Ciertamente han llegado a México diásporas que han jugado un papel clave en la construcción de la identidad nacional. Estos extranjeros fueron recibidos con los brazos abiertos y construyeron en México su destino y la mayoría no volvió nunca más a radicar en sus tierras de origen. Con el tiempo se hicieron nuestros y los celebramos una y otra vez como “los mexicanos que nos dio el mundo”. Muchos de ellos, sumados a los miles de variadas nacionalidades como armenios, italianos, árabes, judíos, libaneses, franceses, y un largo etcétera, son los extranjeros que llegaron en racimos, de inicios del siglo XX hasta el periodo de la segunda guerra mundial, cuando el flujo migratorio cesó e incluso se revirtió. Dado que muchos de esos “mexicanos por adopción” huían de situaciones terribles como genocidios y persecuciones, no sólo se salvaron al pisar esta tierra, sino que encontraron un futuro y construyeron un patrimonio para sí y sus descendientes, por tanto, ¿cómo no entender que ellos mismos hicieran de la hospitalidad mexicana uno de sus tesoros más preciados?, ¿cómo podríamos entonces atrevernos a cuestionar un rasgo tan presumiblemente mexicano?

El punto es que si bien nadie puede negar el impacto e influencia que las distintas diásporas y sus descendientes han tenido en el México contemporáneo, este proceso histórico ha logrado volverse la auto referencia a la que volvemos inevitablemente sin problematizar la hospitalidad contemporánea, lo que la reduce a una referencia más emotiva que a una conducta cívica. La sola mención a gestas como la recepción que a nombre de la nación hicieron en su momento los presidentes ya sea Lázaro Cárdenas (40´s) o Luis Echeverría (70´s) –sin entrar aquí en el revisionismo histórico que las nuevas generaciones empiezan a analizar más a detalle–, son imágenes sociales suficientemente poderosas como para opacar o por lo menos matizar la realidad que enfrentan quienes actualmente llegan de “tierras lejanas”. Se suele reconocer que se violan los derechos humanos de los migrantes a lo largo del territorio nacional pero invariablemente se defiende el rasgo hospitalario del mexicano como forma de neutralizar la crudeza de la realidad.

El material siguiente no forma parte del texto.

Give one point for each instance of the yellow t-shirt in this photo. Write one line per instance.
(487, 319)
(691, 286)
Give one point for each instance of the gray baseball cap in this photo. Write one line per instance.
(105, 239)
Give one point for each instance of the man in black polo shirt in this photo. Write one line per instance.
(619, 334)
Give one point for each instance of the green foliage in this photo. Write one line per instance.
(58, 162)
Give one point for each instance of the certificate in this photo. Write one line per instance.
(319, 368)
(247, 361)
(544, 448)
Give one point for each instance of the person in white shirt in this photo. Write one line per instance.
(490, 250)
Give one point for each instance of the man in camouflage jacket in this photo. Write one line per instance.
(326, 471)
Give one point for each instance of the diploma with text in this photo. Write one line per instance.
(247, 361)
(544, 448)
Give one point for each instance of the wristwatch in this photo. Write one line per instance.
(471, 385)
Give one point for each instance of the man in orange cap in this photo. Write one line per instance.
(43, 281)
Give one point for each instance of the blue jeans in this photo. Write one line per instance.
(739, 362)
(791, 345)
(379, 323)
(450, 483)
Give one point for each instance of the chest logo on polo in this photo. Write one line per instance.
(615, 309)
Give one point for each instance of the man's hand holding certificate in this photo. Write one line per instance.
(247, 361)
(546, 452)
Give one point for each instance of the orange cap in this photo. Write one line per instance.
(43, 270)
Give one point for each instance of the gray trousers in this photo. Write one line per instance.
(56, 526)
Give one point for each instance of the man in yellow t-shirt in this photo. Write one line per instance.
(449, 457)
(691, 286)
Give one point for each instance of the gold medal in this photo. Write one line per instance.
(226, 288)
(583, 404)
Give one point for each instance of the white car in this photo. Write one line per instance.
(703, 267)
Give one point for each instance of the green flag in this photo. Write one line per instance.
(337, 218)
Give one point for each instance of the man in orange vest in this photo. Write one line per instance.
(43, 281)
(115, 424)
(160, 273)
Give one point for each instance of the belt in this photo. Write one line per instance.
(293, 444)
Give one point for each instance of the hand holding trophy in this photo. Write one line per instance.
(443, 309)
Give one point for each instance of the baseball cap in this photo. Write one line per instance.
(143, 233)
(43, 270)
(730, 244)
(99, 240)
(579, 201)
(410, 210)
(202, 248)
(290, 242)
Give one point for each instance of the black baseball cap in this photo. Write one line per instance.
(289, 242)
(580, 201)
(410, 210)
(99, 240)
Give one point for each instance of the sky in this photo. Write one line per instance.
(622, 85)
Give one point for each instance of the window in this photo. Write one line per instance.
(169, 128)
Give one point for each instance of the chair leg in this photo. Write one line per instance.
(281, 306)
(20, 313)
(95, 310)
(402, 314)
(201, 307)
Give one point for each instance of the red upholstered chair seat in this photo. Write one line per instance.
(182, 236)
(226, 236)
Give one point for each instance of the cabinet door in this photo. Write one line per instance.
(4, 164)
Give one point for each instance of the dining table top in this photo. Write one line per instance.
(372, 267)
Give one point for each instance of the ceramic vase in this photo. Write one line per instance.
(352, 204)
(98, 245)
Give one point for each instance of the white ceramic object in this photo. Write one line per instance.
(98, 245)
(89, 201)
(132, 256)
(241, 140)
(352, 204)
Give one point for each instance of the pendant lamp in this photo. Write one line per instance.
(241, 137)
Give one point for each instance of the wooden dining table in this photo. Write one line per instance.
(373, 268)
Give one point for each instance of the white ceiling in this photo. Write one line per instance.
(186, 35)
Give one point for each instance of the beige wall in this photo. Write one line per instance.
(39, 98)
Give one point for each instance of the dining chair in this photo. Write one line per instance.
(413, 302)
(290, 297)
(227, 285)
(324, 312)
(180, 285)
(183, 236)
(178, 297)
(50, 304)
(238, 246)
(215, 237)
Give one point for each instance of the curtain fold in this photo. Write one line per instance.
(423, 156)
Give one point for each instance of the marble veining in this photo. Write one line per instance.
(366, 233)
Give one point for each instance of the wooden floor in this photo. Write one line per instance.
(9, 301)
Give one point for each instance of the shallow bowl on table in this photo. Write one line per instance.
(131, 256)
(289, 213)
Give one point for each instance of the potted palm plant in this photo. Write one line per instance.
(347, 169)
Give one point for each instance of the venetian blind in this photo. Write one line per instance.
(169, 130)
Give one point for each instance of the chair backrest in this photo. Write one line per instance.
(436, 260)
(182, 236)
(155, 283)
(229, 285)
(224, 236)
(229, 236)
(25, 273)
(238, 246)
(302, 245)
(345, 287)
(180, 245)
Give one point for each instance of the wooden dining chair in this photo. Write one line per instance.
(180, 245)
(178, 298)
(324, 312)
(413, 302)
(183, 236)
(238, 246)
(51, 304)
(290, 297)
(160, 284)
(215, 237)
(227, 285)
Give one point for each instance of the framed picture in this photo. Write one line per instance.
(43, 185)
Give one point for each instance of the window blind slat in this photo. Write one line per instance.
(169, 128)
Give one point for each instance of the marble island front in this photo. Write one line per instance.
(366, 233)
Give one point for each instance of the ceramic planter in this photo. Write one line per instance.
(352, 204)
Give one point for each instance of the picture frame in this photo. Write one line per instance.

Aunque haya quienes sigan pensando que es una insolencia cuestionar la noción de hospitalidad “a la mexicana”, que en el fondo es un reducto emocional del patriotismo, la idea es dar un gran salto que nos aleje del discurso que nos ancla a los ejemplos paradigmáticos de la histórica hospitalidad mexicana, y que sin negarla ni dejar de celebrarla, nos ubique en el presente. La invitación es traspasar el viejo molde que reduce la hospitalidad a un acto de fe y una actitud filantrópica para pensarla como práctica cívica y política de estado. Esto permitirá coincidir que todo anuncio y mención de la hospitalidad, cuando no se acompaña de acciones que modifiquen sustancialmente las relaciones de poder que el binomio ciudadano/local versus extranjero/foráneo establece, no contribuye a avanzar hacia una hospitalidad como marco legal para generar condiciones efectivas de apertura e integración de la diversidad que provoca la movilidad humana migratoria.